Franklin Dehousse

« Sacrifions-nous trop de café sur l’autel du budget européen ? »

Franklin Dehousse Professeur à l'ULiège

La Commission européenne a eu une idée originale pour justifier la modestie du budget européen. Il correspond, selon elle, à une tasse de café par personne et par jour en Europe. Cela n’empêche pas une multitude d’attaques, spécialement chez les contributeurs nets : Autriche, Pays-Bas, Danemark… et aussi la Belgique.

Pour la N-VA, par exemple, l’Europe s’attaque à votre argent ( » Europa is uit op uw centen « ). De façon plus curieuse, ces messages simplets sont relayés par des gens plus réfléchis. Selon le journaliste Rik Van Cauwelaert, par exemple,  » ça représente en Belgique onze millions de tasses de café par jour, et ça rend le public nerveux « . Selon l’économiste Geert Noels,  » l’Europe doit gérer l’argent de manière plus responsable « .
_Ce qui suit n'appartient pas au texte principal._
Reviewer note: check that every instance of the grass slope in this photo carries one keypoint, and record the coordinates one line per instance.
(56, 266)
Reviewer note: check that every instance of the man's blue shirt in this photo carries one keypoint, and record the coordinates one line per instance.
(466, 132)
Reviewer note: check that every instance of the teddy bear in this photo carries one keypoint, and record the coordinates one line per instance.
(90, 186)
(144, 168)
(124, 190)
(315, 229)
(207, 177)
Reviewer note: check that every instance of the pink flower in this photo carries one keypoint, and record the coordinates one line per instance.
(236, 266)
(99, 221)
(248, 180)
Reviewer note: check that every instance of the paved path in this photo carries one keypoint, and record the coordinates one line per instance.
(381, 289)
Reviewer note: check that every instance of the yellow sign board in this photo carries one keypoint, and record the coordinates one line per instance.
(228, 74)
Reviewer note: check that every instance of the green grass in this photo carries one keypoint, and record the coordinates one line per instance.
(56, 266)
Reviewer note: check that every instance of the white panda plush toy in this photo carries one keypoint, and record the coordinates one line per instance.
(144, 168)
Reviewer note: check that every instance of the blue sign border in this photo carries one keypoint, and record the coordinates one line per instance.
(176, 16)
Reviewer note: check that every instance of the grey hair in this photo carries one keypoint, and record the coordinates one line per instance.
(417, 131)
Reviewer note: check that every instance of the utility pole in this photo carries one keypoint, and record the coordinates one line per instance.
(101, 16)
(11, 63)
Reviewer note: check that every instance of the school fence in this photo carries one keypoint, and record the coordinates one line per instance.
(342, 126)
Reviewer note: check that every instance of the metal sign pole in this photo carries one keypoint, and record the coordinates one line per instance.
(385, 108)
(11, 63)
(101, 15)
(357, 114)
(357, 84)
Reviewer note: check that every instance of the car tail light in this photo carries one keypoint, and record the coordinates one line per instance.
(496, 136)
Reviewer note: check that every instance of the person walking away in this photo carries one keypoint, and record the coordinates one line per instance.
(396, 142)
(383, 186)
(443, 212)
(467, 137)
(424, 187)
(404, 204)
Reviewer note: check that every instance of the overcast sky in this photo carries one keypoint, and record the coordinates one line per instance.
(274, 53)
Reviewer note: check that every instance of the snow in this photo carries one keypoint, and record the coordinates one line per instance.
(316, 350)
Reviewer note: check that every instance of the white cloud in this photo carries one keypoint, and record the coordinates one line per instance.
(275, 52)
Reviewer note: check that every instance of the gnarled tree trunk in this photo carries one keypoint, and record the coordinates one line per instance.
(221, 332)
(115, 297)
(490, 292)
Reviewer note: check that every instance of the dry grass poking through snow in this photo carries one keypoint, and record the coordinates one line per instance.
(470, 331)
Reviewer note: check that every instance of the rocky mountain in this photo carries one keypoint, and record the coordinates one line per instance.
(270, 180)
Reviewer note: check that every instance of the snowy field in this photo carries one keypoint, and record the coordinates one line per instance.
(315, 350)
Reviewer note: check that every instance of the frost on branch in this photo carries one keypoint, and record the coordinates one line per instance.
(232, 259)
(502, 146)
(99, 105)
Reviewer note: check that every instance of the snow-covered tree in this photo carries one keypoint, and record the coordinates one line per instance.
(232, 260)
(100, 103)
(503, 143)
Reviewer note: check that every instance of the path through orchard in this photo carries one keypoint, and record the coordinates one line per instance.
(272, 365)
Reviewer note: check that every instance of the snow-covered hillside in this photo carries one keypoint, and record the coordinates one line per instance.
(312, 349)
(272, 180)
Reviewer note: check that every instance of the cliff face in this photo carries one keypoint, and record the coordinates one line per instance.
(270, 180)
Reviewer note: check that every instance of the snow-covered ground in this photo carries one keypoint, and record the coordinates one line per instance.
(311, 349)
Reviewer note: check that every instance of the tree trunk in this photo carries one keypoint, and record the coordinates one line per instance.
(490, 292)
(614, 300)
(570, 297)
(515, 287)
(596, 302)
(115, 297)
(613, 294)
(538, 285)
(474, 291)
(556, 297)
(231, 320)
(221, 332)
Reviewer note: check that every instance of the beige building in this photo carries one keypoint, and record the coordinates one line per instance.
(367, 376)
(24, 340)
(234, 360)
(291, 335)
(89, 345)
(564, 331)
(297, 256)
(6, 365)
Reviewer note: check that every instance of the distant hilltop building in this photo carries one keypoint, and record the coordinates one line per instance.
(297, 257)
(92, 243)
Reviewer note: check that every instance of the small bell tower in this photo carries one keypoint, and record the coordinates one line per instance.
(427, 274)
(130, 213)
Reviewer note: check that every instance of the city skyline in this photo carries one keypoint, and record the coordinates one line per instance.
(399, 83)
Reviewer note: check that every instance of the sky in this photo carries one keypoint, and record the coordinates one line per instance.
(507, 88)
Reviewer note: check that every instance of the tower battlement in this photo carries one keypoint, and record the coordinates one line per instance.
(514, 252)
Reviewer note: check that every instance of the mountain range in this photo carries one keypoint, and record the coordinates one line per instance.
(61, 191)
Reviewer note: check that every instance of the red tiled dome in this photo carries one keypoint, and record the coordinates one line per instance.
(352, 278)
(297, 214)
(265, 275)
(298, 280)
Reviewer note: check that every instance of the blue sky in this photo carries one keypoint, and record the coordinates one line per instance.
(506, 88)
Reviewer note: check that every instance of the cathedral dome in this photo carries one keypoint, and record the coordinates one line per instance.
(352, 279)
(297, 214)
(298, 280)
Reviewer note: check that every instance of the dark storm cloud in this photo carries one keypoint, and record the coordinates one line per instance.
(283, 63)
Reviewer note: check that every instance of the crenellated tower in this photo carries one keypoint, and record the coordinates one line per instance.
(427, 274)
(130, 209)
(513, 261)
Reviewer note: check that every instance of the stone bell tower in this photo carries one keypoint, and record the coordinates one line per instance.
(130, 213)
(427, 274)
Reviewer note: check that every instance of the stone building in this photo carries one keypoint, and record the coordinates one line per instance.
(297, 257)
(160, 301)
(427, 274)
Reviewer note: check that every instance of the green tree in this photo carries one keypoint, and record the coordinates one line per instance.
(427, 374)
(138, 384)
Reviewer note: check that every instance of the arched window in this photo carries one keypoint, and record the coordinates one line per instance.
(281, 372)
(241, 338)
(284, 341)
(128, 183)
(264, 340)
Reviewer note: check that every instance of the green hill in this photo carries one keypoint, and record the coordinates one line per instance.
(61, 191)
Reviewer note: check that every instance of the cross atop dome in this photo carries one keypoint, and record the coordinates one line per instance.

L’efflorescence de ces propos démagogiques, sans la moindre analyse réelle des dépenses, surprend chez des personnes éduquées en économie. Même les gens peu éclairés en management savent que ce qui importe, ce n’est pas le niveau de la dépense, mais le rapport entre la dépense et son produit. Si mon entreprise paie un logiciel qui coûte 25 % de ses revenus, c’est énorme, mais si ça permet en deux ans une réduction de 50 % des coûts, ça reste une opération magique. De même, payer des impôts élevés ne constitue pas un problème en soi. Ça le devient lorsque, en Belgique, nos dirigeants prélèvent des impôts au niveau du Danemark, en offrant des services au niveau de la Grèce avec, notamment, des structures publiques obèses, une mobilité catastrophique et une politique énergétique risible. Mais évidemment, chers Rik et Geert, effectuer une analyse complexe requiert plus d’efforts qu’un slogan facile sur une dépense absolue qui ne représente rien.

Le bilan coûts/bénéfices reste au total extraordinairement positif pour l’Union européenne

Que donne cette analyse au niveau européen ? Nous payons 1 % du PNB avec, notamment, une administration européenne moins importante que celle de la Ville de Paris. En retour, nous trouvons une série de politiques. Toutes ne sont pas une merveille, mais beaucoup sont essentielles à notre bien-être. Le marché unique et la politique de concurrence sont vitaux pour l’amélioration de la productivité. La lutte contre le changement climatique serait impossible sans le niveau européen, tout comme la défense de nos intérêts commerciaux contre les Etats-Unis, la Chine ou la Russie, la protection de nos données personnelles contre les géants de l’Internet, ou la coordination des efforts de recherche de nos entreprises. On pourrait multiplier longtemps les exemples.

Certes, la gestion européenne n’est pas parfaite (on l’a souvent dit dans ces pages). Il suffit de lire les rapports de la Cour des comptes. Par souci d’équilibrage politique, il y a trop de membres dans la plupart des institutions (Commission, Parlement, Cour de justice, Cour des comptes) avec, parfois, peu à faire. Certes, la transparence pourrait être plus grande (affaire Selmayr à la Commission, indemnisation des parlementaires). Ces problèmes doivent être combattus, mais ils existent dans tous les niveaux de pouvoir.

Néanmoins, le bilan coûts/bénéfices reste au total extraordinairement positif pour l’Union européenne. Il suffit de voir toutes les difficultés du Brexit au Royaume-Uni, qui doit réinventer une multitude de fonctions – fort souvent à un prix plus élevé. La non-Europe coûte aussi, et souvent plus. Il convient de le rappeler, car ce sont précisément des analyses démagogiques de ce type, non contredites, qui ont, finalement, provoqué le vote en faveur du Brexit.